Review: ‘Shaun of the Dead’

Ever have one of those days where you stumble around like a zombie and you just wanna KILL someone…?

Shaun (Simon Pegg) is a thirty-something slacker living in London. With his aspirations already fulfilled to manage an appliance store and play video games in his spare time with his flatmate Ed (Nick Frost), his only ambition is convincing his girlfriend Liz (Kate Ashfield) not to leave because he never takes her anywhere but the local pub. Everything changes when the walking dead mysteriously start to appear all over the neighborhood, and with life as they know it falling to pieces, everyone reluctantly turns to the only person that still seems to be taking it all in stride: Shaun.

Since George Romero’s Night of the Living Dead, there has been an underground fascination with zombies on film. The origin of zombies actually stems from the Haitian practice of voodoo (where the enemies of the priest were killed and resurrected to serve them), but Romero’s 1968 film takes honors for deciding the modern rules: zombies are driven to consume the flesh of the living, the bite kills its victims and turns them into zombies as well, and only destroying the brain can kill the living dead. In films such as these, the word “horror” in no way implies comedy or anything amusing.

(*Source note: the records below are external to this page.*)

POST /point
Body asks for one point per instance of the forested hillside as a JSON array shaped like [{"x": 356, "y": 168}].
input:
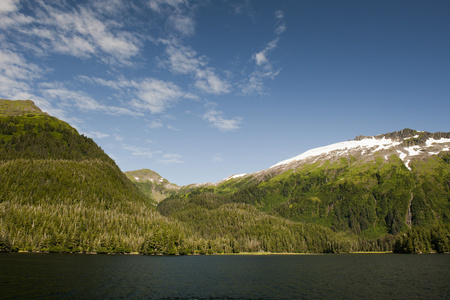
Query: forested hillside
[
  {"x": 376, "y": 198},
  {"x": 151, "y": 184},
  {"x": 61, "y": 193}
]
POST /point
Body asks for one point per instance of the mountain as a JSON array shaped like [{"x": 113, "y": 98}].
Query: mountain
[
  {"x": 374, "y": 187},
  {"x": 152, "y": 184},
  {"x": 61, "y": 193}
]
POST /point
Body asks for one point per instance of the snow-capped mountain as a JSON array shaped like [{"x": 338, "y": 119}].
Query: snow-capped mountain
[{"x": 406, "y": 144}]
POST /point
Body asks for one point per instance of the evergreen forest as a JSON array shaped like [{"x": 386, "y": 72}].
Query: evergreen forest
[{"x": 59, "y": 192}]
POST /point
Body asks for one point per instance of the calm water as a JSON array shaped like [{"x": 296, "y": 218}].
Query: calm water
[{"x": 345, "y": 276}]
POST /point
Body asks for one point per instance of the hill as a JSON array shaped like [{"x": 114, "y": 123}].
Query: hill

Sure, the horror-comedies did grow out of the movie monster saturation of the late 1980s (ever notice how Freddy’s sweater keeps getting cleaner?), but most of them rely upon making fun of the very people and subjects that made the films popular to begin with. What sets Shaun of the Dead apart from newer films like 28 Days Later is that it follows the rules of a real zombie film while relying on the personalities of the participating characters to supply the laughs; it’s a real horror film populated with funny people who just happen to be about to die horribly.

The cast of virtual unknowns (to American audiences, that is) gives it their all, especially Nick Frost as the lovable roomie that all your friends hate but would still do anything for his bud (if it doesn’t take too much effort, that is). To tell you any more about the plot and what happens would be to rob viewers of the experience, but pay attention to everything going on to get the maximum effect. If the world were really being overrun with zombies, who better to trust with your life than someone you wouldn’t trust with anything else?